A Manuela não compreende. Diz que a vida está cara e que a filha dela merece o melhor. Curioso, como agora é “a filha dela”. Lembro-me de quando ainda era a nossa filha, um projecto nosso, o nosso amor. Lembro-me de quando não interessava o que eu fazia, o que eu ganhava, quando a vida era mais simples, quando a ilusão de que só o amor chegava.
A Luísa nasceu e tudo mudou. Precisávamos de dinheiro certo ao fim do mês e a estabilidade paga-se caro. Vivi em função das duas, sem nunca me queixar. Adoro a Luísa, como nunca imaginei poder vir a amar assim uma mulher. Da Manuela... há quanto tempo não posso dizer o mesmo? Perdi conta aos dias! Nunca pensei que no meio dos nossos sonhos nos perdessemos um do outro e, muito menos, que eu me perdesse de mim.
O nosso amor tornou-se secundário face ao dinheiro, às exigências de uma boa educação, de um aparente bem-estar que exigia polidez e ostentação. Passámos a estar juntos socialmente, sem demonstrações afectivas, sem carinhos partilhados. Deixámos de ser quem éramos. A Manuela cedeu às próprias raízes, aos “traumas” da educação castradora com que sempre lutara, que a marcou profundamente e da qual, agora vejo, não foi capaz de se libertar...

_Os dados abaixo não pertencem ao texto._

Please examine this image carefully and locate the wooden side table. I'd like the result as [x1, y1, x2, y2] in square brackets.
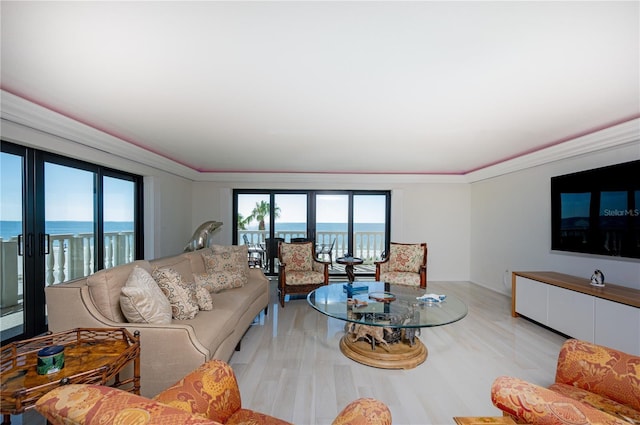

Arrasto-me frente ao computador... deixei de o ver com paixão, deixei de ver a Manuela com tesão... Pela Luísa não sou capaz de fugir de tudo, não ainda... ela é ainda uma criança e eu amo-a demais para a ver somente dois dias por semana e deixá-la aos cuidados de uma mãe que se preocupa somente com compras e que não sabe o que é brincar! Por isso, mantenho a fachada de um casamento perfeito. Aos olhos da pequena, a relação dos pais é repleta de felicidade. Aos olhos da Manuela eu não sou mais do que uma conta bancária, sempre pronto a obedecer-lhe e a proporcionar-lhe mais um casaco de pele de marta ou o novo vestido da colecção de um estilista de renome ou a viagem paradisíaca que está em voga, e de onde tiramos as perfeitas fotografias da nossa (im)perfeita união.